Uitspraak
RECHTBANK ROTTERDAM
1.De procedure
- de dagvaarding van 22 maart 2024, met bijlagen;
- het antwoord;
- de repliek met een vermindering van eis, met bijlagen;
- de dupliek (de brief/e-mail van [persoon A] namens [gedaagde] ).
Rechtbank Rotterdam
In deze zaak vordert de Onderlinge Waarborgmaatschappij DSW Zorgverzekeraar U.A. betaling van onbetaalde zorgpremies van de gedaagde, die zelf procedeert. De gedaagde erkent de onbetaalde premies, maar betwist de bijkomende kosten. De gedaagde heeft een betalingsregeling gemist door persoonlijke omstandigheden en verzoekt om een nieuwe regeling van € 50,- per maand. DSW stelt dat de gedaagde meerdere kansen heeft gehad om te betalen en dat er nog een bedrag openstaat.

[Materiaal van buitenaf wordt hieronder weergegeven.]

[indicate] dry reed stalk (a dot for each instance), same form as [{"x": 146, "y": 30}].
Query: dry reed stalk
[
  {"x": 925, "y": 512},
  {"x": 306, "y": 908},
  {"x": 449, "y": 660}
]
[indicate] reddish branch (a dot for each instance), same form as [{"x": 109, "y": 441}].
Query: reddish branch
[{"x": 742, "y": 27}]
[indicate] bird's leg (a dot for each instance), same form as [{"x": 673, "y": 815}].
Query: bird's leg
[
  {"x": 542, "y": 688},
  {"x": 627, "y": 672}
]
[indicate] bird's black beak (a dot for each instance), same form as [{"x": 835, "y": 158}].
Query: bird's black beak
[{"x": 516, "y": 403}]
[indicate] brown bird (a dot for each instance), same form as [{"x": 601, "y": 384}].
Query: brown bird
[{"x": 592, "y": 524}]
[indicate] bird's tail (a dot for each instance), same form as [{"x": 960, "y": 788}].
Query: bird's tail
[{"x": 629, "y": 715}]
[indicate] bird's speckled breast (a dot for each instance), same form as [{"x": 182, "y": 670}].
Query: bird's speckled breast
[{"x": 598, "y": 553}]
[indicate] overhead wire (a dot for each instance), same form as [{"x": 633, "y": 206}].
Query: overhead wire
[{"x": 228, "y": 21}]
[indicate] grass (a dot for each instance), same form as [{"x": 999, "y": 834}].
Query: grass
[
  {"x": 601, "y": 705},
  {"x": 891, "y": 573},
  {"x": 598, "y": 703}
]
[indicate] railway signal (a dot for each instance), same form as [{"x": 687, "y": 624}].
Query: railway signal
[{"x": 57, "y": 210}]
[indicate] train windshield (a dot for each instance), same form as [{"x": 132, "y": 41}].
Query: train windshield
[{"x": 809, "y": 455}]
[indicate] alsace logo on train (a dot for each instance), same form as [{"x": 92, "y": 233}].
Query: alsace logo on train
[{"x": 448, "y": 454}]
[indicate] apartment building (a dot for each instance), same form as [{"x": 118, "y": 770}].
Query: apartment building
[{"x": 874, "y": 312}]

Gedurende de procedure heeft de gedaagde € 350,- aan hoofdsom afgelost, waarna DSW haar eis heeft verlaagd. De kantonrechter heeft de gewijzigde eis van DSW toegewezen, waarbij de gedaagde € 279,30 aan hoofdsom en bijkomende kosten moet betalen. De kantonrechter heeft ook de incassokosten en rente toegewezen, omdat de gedaagde de verschuldigdheid hiervan niet heeft betwist. De kantonrechter kan geen betalingsregeling opleggen zonder instemming van DSW, maar partijen kunnen zelf afspraken maken. De proceskosten zijn begroot op € 800,50, die de gedaagde ook moet betalen. Het vonnis is uitvoerbaar bij voorraad verklaard.